Retirement Plus Plan
Retirement Plus Plan Definitions
- Annual salary
- This is your annual salary from your employer before taxes and other benefit deductions. Since your contribution and company match are based on the salary paid to you by your employer, do not include any income you may receive from sources other than your employer.
- Annual contribution limits
- The employer contribution for 2017 is limited to eligible compensation, up to a maximum of $54,000.
- Current age
- Your current age.
- Age of retirement
- Age you wish to retire. This calculator assumes that the year you retire, you do not make any contributions to your 401(k). So if you retire at age 65, your last contribution occurs when you are actually 64.
- Current RPP balance
- The starting balance or current amount you have invested or saved in your RPP.
- Annual rate of return
- The annual rate of return for your 401(k) account. This calculator assumes that your return is compounded annually and your deposits are made monthly. The actual rate of return is largely dependent on the types of investments you select. The Standard & Poor's 500® (S&P 500®) for the 10 years ending Dec. 1st, 2015, had an annual compounded rate of return of 7.76%, including reinvestment of dividends. From January 1970 through to Dec. 2015, the average annual compounded rate of return for the S&P 500®, including reinvestment of dividends, was approximately 10.5% (source: www.standardandpoors.com). Since 1970, the highest 12-month return was 61% (June 1982 through June 1983). The lowest 12-month return was -43% (March 2008 to March 2009). Savings accounts at a financial institution may pay as little as 0.25% or less but carry significantly lower risk of loss of principal balances.

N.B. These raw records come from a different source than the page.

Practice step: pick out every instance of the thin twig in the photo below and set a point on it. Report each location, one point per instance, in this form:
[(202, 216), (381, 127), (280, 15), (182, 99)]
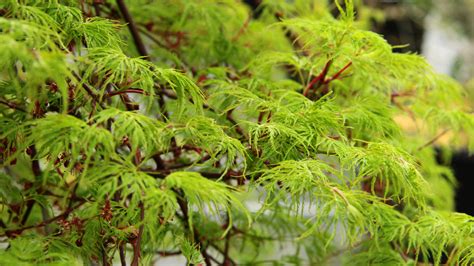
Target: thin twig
[(433, 140), (64, 215), (136, 242), (318, 80), (12, 105), (133, 29)]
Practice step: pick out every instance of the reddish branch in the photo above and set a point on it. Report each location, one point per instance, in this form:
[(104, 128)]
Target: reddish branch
[(242, 29), (183, 204), (136, 241), (133, 28), (12, 105), (318, 80), (62, 216)]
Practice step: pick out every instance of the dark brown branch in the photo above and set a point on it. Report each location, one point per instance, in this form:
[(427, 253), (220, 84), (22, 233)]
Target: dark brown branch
[(64, 215), (133, 29)]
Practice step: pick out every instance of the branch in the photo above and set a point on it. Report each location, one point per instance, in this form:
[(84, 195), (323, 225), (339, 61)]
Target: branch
[(318, 80), (133, 29), (12, 105), (64, 215), (433, 140), (336, 76), (183, 204), (136, 242)]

It is important to remember that these scenarios are hypothetical and that future rates of return can't be predicted with certainty and that investments that pay higher rates of return are generally subject to higher risk and volatility. The actual rate of return on investments can vary widely over time, especially for long-term investments. This includes the potential loss of principal on your investment. It is not possible to invest directly in an index and the compounded rate of return noted above does not reflect sales charges and other fees that Separate Account investment funds and/or investment companies may charge.
- Annual salary increase
- The annual percentage you expect your salary to increase. We assume that your salary will continue to increase at this rate until you retire.
- Employer RPP contribution
- This is the percent of your salary contributed by your employer on your behalf. For example, if you have an annual salary of $25,000 and the employer contribution is 3%, your employer will contribute $750 to your RPP account.